Hello everyone I'm testing a regexp with lex to find the product id in html from amazon. I don't know why when it read the file witch contains:
<span class="a-icon-alt">4,7 de un máximo de 5 estrellas</span>
it works but if it content is something like:
aaaaaa< span class="a-icon-alt">4,7 de un máximo de 5 estrellas< /span>bbbbbb
it doesnt. There is the code with regex.
%{
#include <stdio.h>
int nc, np, nl;
void escribir_datos (int dato1, int dato2, int dato3);
%}
productos (<li+[ ]+id=\"result_[0-9]*)+
num_productos [0-9]*
nombre_producto <h2+[ ]+data-attribute=\"([^\"]*)

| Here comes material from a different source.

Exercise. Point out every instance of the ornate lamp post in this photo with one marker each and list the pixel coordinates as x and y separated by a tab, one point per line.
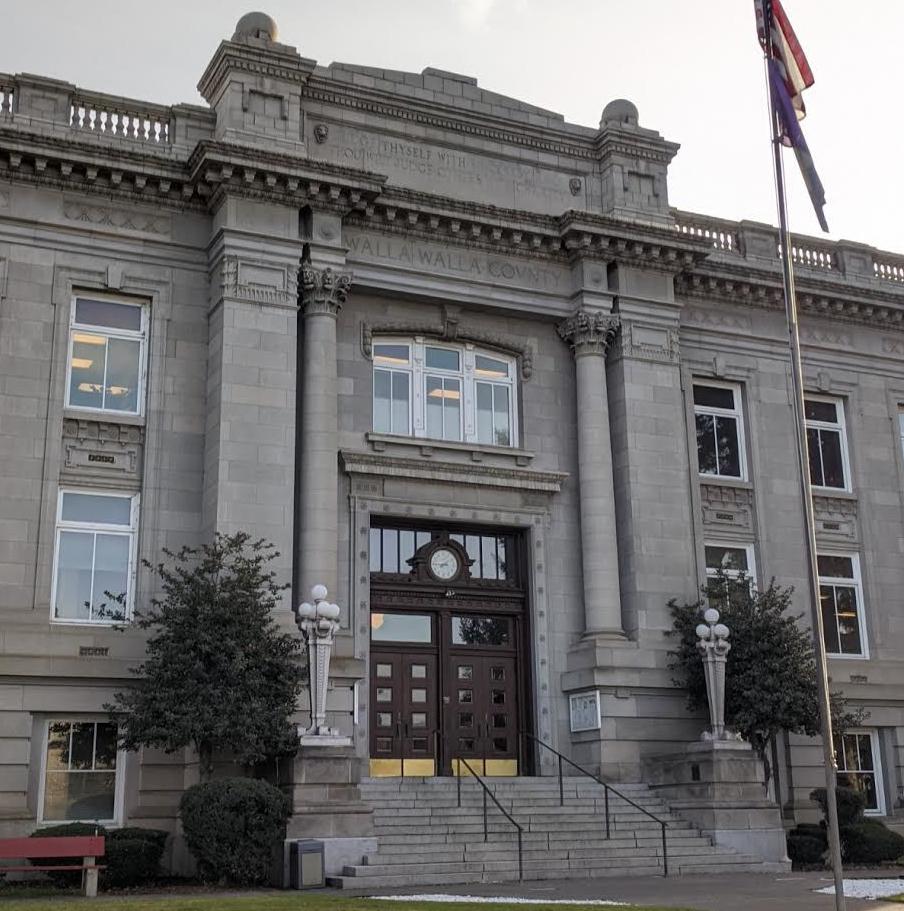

nombre_final_producto \"[^\"]*\"
precio_producto <span+[ ]+class=\"a-size-base+[ ]+a-color-price+[ ]+s-price+[ ]+a-text-bold\">(.*?)<\/span>
precio_final_producto [0-9]+([,][0-9]+)?
valoraciones <span+[ ]+class=\"a-icon-alt\">(.*?)<\/span>
%%
{valoraciones} { nl++; }
[^ \t\n]+ { np++; nc += yyleng; }
[ \t]+ { nc += yyleng; }
\n { nc++; }
%%
/*----- Sección de Procedimientos --------*/
int main (int argc, char *argv[]) {
if (argc == 2) {
yyin = fopen (argv[1], "rt");
if (yyin == NULL) {
printf ("El fichero %s no se puede abrir\n", argv[1]);
exit (-1);
}
}
else yyin = stdin;
nc = np = nl = 0;
yylex ();
escribir_datos(nc,np,nl);
return 0;
}
void escribir_datos (int dato1, int dato2, int dato3) {
printf("Num_char=%d\tNum_words=%d\tNum_lines=%d\n", dato1,dato2,dato3);
}
Thanks I hope you can help me.
The intended use case for lexical analyzers generated by (f)lex is to split the input into a series of primitive "tokens", each one with some syntactic significance. They do not search for regular expressions, because they assume that every part of the input will match some pattern in your lexical description.
So each time the lexical analyzer examines the input, it will select the pattern which gives the best match. A match is a sequence of characters starting at the current input point which matches a pattern, and the best match is the one which matches the longest sequence. (If there are two or more patterns which match the same longest sequence, the first one in the list of patterns is considered the best one.)
With that in mind, consider what happens with the input
aaaaaa< span class="a-icon-alt">4,7 de un máximo de 5 estrellas< /span>bbbbbb
Your file has four patterns:
{valoraciones}
[^ \t\n]+
[ \t]+
\n
The input doesn't match {valoraciones} because that pattern only matches a string starting with <. It doesn't match [ \t]+ either, because it doesn't start with either space or tab, and similarly it doesn't match a newline. But it does match [^ \t\n]+. Since (f)lex always select the longest match, and [^ \t\n]+ matches any sequence of characters other than whitespace (space, tab, newline), the first match will be aaaaaaa<.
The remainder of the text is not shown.